Me: *puts on Snuggie and does the worm*
[medusa’s husband sighing and pulling a wad of snakes out of the shower drain]
Pretty sure the guy infront of me at McDonald’s ordered the rest of the food.
On tonight’s episode of Catfish, Cathy finds out she’s been in an online relationship with a pineapple.
At this stage in my life, I’m chasing a fly in the apartment with my pants around my ankles. All of my decisions in life led to this moment.

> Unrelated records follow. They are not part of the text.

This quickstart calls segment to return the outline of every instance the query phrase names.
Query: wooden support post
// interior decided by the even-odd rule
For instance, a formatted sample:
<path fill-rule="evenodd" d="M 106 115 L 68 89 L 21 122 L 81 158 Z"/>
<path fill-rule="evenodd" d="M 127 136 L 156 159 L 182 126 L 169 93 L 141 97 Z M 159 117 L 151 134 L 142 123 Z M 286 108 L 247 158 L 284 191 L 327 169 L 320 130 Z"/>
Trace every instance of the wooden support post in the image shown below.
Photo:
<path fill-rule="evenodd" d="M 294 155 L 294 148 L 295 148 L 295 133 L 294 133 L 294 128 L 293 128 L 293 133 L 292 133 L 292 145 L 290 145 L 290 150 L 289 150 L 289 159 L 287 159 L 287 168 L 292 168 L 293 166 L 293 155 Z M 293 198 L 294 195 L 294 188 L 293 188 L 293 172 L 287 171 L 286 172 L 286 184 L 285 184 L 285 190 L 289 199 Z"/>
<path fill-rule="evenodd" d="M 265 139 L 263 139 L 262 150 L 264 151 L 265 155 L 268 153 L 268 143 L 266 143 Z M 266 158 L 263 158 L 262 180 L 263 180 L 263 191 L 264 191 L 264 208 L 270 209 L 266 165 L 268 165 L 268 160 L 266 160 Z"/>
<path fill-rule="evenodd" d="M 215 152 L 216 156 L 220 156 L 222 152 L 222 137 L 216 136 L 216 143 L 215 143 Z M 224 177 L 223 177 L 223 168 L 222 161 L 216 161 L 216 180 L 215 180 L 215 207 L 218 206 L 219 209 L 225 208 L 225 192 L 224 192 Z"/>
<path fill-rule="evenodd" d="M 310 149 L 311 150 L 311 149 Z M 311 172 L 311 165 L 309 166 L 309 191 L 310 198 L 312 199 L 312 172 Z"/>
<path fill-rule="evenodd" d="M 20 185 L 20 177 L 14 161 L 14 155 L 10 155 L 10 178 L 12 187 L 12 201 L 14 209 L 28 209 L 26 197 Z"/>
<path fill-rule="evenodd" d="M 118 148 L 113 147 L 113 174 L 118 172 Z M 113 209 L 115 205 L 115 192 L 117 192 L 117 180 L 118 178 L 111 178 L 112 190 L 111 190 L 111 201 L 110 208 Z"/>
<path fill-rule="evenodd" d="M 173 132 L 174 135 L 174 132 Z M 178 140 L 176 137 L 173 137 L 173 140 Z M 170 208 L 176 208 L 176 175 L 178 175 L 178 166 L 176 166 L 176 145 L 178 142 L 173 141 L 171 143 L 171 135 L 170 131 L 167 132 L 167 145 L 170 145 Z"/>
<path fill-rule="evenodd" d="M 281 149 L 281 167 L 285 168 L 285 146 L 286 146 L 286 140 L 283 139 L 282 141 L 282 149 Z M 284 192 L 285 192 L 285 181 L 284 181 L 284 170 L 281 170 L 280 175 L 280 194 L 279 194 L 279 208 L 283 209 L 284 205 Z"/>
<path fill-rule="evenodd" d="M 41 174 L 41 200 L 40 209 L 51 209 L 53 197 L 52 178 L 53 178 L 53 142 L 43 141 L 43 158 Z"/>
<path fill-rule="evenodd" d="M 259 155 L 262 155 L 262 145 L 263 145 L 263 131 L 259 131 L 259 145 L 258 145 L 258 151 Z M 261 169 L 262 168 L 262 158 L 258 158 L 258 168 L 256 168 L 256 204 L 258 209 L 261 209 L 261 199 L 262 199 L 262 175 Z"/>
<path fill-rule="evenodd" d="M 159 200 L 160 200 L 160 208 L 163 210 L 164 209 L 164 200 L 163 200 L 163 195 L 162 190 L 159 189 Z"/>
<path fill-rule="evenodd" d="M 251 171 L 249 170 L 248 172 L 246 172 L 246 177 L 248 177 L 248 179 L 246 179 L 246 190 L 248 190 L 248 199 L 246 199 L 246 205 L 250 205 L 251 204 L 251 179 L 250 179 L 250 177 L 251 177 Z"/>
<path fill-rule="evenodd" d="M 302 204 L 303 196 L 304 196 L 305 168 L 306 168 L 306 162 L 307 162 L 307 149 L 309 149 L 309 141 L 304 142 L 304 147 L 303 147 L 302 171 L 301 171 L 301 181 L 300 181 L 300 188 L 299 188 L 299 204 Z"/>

I see your ‘swagger’ and raise you my full-time job. Yeah.
“Give me your finest meal, money is of no concern.”
~ Me at McDonald’s on pay day.
It’s embarrassing when my wife pats me down for concealed chicken nuggets in front of our friends.
I pretend I have a “tax guy” because I’m a very busy businessman and not because I’m an idiot who won’t follow instructions
Me: I would like this urn
Clerk: of course, sir. Who is it for?
Me: my wife
Clerk: oh, I’m so sorry
[later]
Wife: no I do not like my Christmas present
[answers doorbell]
me: omg
mark zuckerberg: [swinging nunchucks in a mildly threatening way] what u got against notifications, bruh
Put your address and social security number into the GIF search then mail me your house keys to find your rapper name
Those orcas won’t leave my driveway.
Don’t drink and drive, also don’t call frozen yogurt “fro yo.”
Sick of people calling me “The Jigsaw Killer.” Sure, I kill people. I also like jigsaw puzzles. But those two things don’t define me
I started a funeral business with self-driving hearses, but they keep crashing into other cars.
Business is booming.
Him: I like it when a girl growls at me
My stomach: *growls*
Him: not like that
my wife: [hand on coffin] I just miss you so much
me: let me out then
My wife said she wants to rescue a cat so I threw it in the pool.
Alien: we are here to enslave you
Me: *not looking up from phone* huh?
Alien: I SAID..
Me: *still not looking up* yeah I said I’ll do it
No Brett, I didn’t even read that email. I’m not speaking to you because I overheard your Starbucks order this morning.